While Halo 3 is releasing right at the end of Microsoft's first fiscal 2008 quarter (which runs from July through September), Goldman-Sach's industry watchers are expecting the game to contribute about $170 million in revenue for the quarter, with more than 4.2 million copies shipped into the retail channel. That's nearly one copy for every three Xbox 360s in the world, going by the analysts' projections of an installed user base of 13.2 million by September.

They also note that the $170 million figure could be low by as much as $50 million if they've lowballed the installed user base. Microsoft's tendency to put revenue from games on its books as soon as they're shipped out could also boost the revenue number, as could any change to the analysts' royalty model, which assumes Microsoft keeps 80 percent of the retail price on first-party games.

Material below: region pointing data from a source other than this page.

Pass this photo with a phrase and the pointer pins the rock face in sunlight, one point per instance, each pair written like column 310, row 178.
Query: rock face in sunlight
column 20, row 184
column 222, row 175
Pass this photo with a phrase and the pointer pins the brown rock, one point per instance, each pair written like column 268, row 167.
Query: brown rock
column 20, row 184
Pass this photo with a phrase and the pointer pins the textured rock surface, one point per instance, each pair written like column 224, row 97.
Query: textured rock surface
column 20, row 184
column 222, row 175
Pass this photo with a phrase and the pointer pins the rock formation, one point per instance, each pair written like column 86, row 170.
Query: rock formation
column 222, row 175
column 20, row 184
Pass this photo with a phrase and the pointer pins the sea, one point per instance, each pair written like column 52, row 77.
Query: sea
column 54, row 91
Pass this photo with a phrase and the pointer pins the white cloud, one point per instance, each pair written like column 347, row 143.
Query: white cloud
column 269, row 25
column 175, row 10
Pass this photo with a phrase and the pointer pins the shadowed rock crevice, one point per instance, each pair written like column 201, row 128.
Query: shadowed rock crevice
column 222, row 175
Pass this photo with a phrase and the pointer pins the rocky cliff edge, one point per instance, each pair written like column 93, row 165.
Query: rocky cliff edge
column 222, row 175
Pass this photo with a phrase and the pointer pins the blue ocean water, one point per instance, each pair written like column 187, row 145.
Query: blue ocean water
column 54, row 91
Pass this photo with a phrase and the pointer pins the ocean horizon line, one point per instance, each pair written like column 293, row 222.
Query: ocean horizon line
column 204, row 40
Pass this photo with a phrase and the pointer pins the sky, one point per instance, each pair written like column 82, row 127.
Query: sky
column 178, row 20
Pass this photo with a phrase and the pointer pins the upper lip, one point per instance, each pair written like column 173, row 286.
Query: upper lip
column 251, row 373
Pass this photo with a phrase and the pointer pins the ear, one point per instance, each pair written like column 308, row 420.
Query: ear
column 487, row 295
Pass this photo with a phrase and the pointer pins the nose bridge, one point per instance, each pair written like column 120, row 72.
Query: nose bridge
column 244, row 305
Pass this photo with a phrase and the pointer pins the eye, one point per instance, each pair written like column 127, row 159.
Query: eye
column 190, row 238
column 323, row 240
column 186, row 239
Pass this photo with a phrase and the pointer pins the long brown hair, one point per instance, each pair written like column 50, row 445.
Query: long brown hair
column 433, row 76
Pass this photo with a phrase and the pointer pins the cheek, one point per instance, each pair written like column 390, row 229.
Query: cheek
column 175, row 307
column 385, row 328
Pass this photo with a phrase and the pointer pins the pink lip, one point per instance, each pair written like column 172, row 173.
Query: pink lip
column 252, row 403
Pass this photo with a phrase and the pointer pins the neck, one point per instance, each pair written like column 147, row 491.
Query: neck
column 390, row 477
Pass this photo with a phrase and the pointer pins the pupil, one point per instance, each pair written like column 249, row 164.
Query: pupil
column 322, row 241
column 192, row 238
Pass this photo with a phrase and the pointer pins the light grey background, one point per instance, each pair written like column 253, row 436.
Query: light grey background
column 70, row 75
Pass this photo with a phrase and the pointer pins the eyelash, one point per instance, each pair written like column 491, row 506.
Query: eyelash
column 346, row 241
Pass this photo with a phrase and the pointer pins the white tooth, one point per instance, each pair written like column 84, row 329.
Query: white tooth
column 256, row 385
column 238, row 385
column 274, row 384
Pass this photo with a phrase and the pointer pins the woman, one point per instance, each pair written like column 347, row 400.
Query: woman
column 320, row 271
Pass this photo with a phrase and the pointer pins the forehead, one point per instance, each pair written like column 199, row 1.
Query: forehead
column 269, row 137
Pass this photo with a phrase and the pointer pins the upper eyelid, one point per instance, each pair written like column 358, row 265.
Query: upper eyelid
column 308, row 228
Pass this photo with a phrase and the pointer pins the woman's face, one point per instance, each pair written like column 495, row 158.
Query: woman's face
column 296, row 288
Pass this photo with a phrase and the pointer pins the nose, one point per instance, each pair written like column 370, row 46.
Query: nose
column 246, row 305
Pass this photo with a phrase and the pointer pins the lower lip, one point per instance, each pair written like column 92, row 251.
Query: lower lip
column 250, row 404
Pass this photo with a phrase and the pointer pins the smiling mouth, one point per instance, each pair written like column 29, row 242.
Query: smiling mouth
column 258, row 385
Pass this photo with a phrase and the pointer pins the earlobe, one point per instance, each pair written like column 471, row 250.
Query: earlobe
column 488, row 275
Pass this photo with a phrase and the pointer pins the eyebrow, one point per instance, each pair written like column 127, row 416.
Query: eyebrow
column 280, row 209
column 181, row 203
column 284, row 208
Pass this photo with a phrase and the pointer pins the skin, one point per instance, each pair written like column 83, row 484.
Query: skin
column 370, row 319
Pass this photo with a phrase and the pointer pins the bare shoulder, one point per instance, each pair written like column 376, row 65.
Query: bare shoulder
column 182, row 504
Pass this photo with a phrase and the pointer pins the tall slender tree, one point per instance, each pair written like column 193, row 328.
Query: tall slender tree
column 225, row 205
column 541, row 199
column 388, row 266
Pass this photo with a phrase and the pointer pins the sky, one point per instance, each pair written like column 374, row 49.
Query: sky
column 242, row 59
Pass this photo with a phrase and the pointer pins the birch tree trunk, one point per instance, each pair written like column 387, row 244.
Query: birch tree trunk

For comparison, Halo 2's November 2004 launch came in the middle of Microsoft's financial quarter, when the original Xbox installed user base was 19.9 million. Microsoft sold 7.5 million copies by the end of the quarter (38 percent of the user base), with 2.38 million sold on day one, according to the analysts.

Perhaps more significant than the sales figures that Goldman-Sachs expects Halo 3 to put up is the analysts' expectation that by the end of its first week of release, the game will have driven Microsoft's Xbox division to its first profitable quarter ever. Microsoft has been touting its fiscal 2008 as the turning point in the entertainment and devices division for some time, as Robbie Bach first made mention of the profitability goal in July of 2006.